Introduction to Peptide Synthesis
Last updated: May 8th, 2020 |
Peptide bonds: Forming peptides from amino acids with the use of protecting groups
Today we’ll go deeper on how to synthesize the most important amides of all – peptides – with an important contribution from protecting group chemistry.
Table of Contents
- What Are Peptide Bonds?
- The “Proteinogenic” Amino Acids
- Synthesis of a Dipeptide Without Protecting Groups
- Synthesis of a Dipeptide Using A Protecting Group Strategy
- Synthesis of Longer Peptides – Tripeptides and Tetrapeptides
- Bonus Topic: Solid-Phase Peptide Synthesis
- (Advanced) References and Further Reading
A “peptide bond” is an amide linkage (see Amides: Properties. Synthesis, and Nomenclature) that connects two amino acids, as in the “dipeptides” L-phenylalanyl-L-valine (below left) and L-leucyl-L-alanine (below right):
Proteinogenic amino acids are the building blocks of proteins. In addition to the 20 amino acids directly encoded by the genome, two other amino acids are coded into proteins under special circumstances: selenocysteine (present in eukaryotes, including humans) and pyrrolysine (found only in methane-producing bacteria).
With the exception of (achiral) glycine, all proteinogenic amino acids are L-amino acids, where the “L-” prefix relates the stereochemistry of the amino acid relative to that of L-glyceraldehyde [See post: D and L Sugars] .
Of the chiral amino acids, all are S, with the exception of cysteine and selenocysteine (because sulfur and selenium have a higher priority under the CIP system. )
Let’s build a simple dipeptide between two of these amino acids. For simplicity’s sake, we’ll pick two from the “hydrophobic sidechain” group, alanine (Ala) and leucine (Leu), since their sidechains don’t need additional protecting groups.
What do we need to do to make L-Ala-L-Leu ?
Surveying the methods previously covered to make amides, it might seem simple.
Why not take 1 equivalent each of L-alanine and L-phenylalanine, add a coupling agent like N,N-dicyclohexylcarbodiimide (DCC) and patiently wait for our product to appear?
What could possibly go wrong?
Well, this will give us some of our desired product.

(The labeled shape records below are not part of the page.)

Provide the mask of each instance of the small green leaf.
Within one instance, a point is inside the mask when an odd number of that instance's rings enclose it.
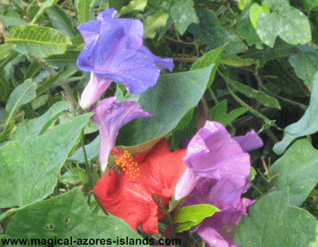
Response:
[[[237,6],[240,8],[241,11],[245,8],[247,4],[249,3],[251,0],[240,0],[237,3]]]
[[[202,221],[203,219],[199,220],[198,222],[186,222],[178,223],[175,226],[175,231],[182,232],[184,231],[189,230],[192,226],[196,226],[197,224],[200,224]]]
[[[288,188],[261,197],[235,231],[235,243],[248,247],[307,247],[316,241],[317,219],[288,205]],[[266,240],[266,241],[264,241]]]
[[[187,72],[160,75],[157,84],[141,93],[138,100],[153,117],[136,119],[125,125],[119,130],[117,144],[140,145],[172,131],[202,98],[213,67],[210,65]]]
[[[90,183],[90,179],[84,169],[76,167],[63,174],[59,181],[64,183],[81,183],[85,185]]]
[[[289,187],[290,205],[299,207],[318,183],[318,151],[307,139],[295,142],[269,168],[273,185],[279,190]]]
[[[0,45],[0,59],[4,59],[16,48],[14,44],[2,44]]]
[[[298,137],[316,133],[318,131],[318,72],[314,77],[312,96],[308,109],[297,122],[284,130],[283,139],[276,143],[273,150],[277,154],[281,154],[288,145]]]
[[[4,22],[4,24],[8,25],[9,27],[13,25],[25,25],[25,22],[20,19],[20,18],[16,17],[10,17],[0,15],[0,18]]]
[[[232,55],[223,54],[220,58],[220,63],[235,67],[244,67],[258,64],[257,61],[255,59],[252,58],[244,58],[237,56],[236,54]]]
[[[35,138],[43,134],[57,118],[59,114],[69,108],[69,105],[65,101],[57,102],[42,116],[20,123],[16,130],[14,139],[18,140],[20,143],[23,143],[28,137]]]
[[[19,52],[43,57],[64,53],[66,46],[71,45],[69,38],[58,30],[35,25],[12,28],[6,42],[16,45],[15,50]]]
[[[306,8],[308,13],[317,6],[318,6],[318,0],[297,0]]]
[[[273,97],[269,96],[264,92],[255,90],[247,85],[229,79],[227,79],[227,81],[234,88],[239,91],[246,96],[255,98],[257,101],[265,106],[281,110],[281,105],[279,105],[278,100]]]
[[[262,5],[265,4],[264,4],[264,1],[261,2],[261,4]],[[249,20],[251,20],[254,28],[257,29],[257,20],[259,19],[259,16],[264,12],[270,12],[269,7],[266,6],[265,8],[263,8],[257,3],[254,3],[251,5],[251,8],[249,8]]]
[[[189,25],[192,23],[199,24],[199,18],[193,7],[192,0],[179,0],[170,7],[170,15],[178,32],[183,35]]]
[[[71,18],[59,6],[55,5],[49,8],[47,10],[47,13],[49,16],[49,18],[52,21],[53,26],[61,33],[70,38],[73,38],[78,34],[73,26]]]
[[[220,64],[220,59],[223,50],[224,46],[213,49],[201,56],[199,59],[194,62],[191,67],[191,70],[194,70],[205,68],[206,67],[215,64],[212,71],[211,71],[210,79],[208,79],[208,83],[206,88],[210,87],[214,81],[216,69],[218,69],[218,67]]]
[[[6,126],[7,126],[13,119],[16,113],[21,106],[35,98],[36,88],[36,84],[33,83],[31,79],[27,79],[24,83],[18,86],[10,94],[8,103],[6,105],[6,122],[4,123],[4,130],[6,131],[7,134],[8,130],[6,130]],[[10,130],[12,128],[11,127]],[[0,140],[2,142],[4,138],[4,136],[2,135],[5,133],[4,130],[0,134]],[[6,134],[6,136],[7,136],[7,134]]]
[[[177,212],[174,222],[199,222],[220,211],[216,207],[208,204],[183,207]]]
[[[147,0],[132,0],[129,2],[129,4],[122,8],[119,11],[119,15],[122,16],[125,13],[136,11],[143,11],[146,5]]]
[[[76,8],[77,19],[80,24],[87,23],[94,18],[92,8],[90,8],[91,0],[75,0],[75,8]]]
[[[16,129],[16,121],[8,122],[8,124],[4,127],[4,130],[0,134],[0,143],[11,139]]]
[[[318,52],[299,52],[289,57],[289,63],[297,76],[309,86],[312,86],[314,74],[318,71]]]
[[[188,30],[211,49],[226,44],[225,51],[229,54],[245,51],[245,45],[241,39],[233,31],[221,26],[214,12],[198,8],[196,14],[200,20],[199,24],[192,23]]]
[[[155,13],[148,16],[143,21],[145,38],[154,38],[157,31],[165,25],[169,13],[163,8],[157,10]]]
[[[245,8],[242,12],[237,21],[237,33],[245,39],[248,46],[251,47],[255,44],[256,48],[263,49],[263,43],[249,19],[249,8]]]
[[[98,135],[89,144],[85,145],[85,149],[87,154],[87,159],[91,161],[96,159],[100,154],[100,136]],[[83,149],[81,147],[75,151],[75,154],[68,159],[69,161],[73,161],[78,163],[85,163]]]
[[[308,195],[308,197],[313,197],[318,195],[318,190],[316,189],[312,189],[312,191]]]
[[[305,44],[312,40],[308,18],[287,0],[264,0],[272,12],[264,12],[257,19],[257,32],[261,41],[273,47],[279,36],[291,45]]]
[[[242,107],[227,113],[228,101],[225,100],[210,109],[210,117],[213,121],[220,122],[224,126],[228,126],[232,121],[248,110],[248,108]]]
[[[41,8],[40,8],[35,16],[32,20],[30,24],[34,24],[35,21],[37,21],[37,18],[41,16],[49,8],[57,4],[59,0],[46,0],[44,3],[42,4]]]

But it won’t do so efficiently!
That’s because each amino acid has two reactive termini – an amine and a carboxylic acid – and they can bond together in multiple ways.
Just like the letters A and L can combine to make the words AL and LA, in addition to Ala-Leu (our desired product) we will also get Leu-Ala.
Furthermore, since we’re not adding single molecules together but molar quantities (even a millionth of a mole (a “micromole”) has 1017 molecules in it) we also have the possibility of forming the “homo-dipeptides” AA (Ala-Ala) and LL (Leu-Leu).
And that’s just a start. No matter how you slice it you’re looking at a low yield (<25%) of the desired material.
That’s inefficient, wasteful, and expensive! Isn’t there a better way?
Yes. Rather than using the native amino acids and just praying for a good yield, we can use protected versions of L-Alanine and L-Leucine.
If we protect the carboxylic acid of Leucine as an ester (e.g. a methyl ester) and protect the amine of L-Alanine as a carbamate (See: Carbamates as protecting groups) then we set up a situation where we have a single nucleophile and a single electrophile.
This results in a high yield (>95%) of a single product!
[Note: the Boc group is a popular carbamate protecting group for amines; “Boc” stands for t-butyloxycarbonyl]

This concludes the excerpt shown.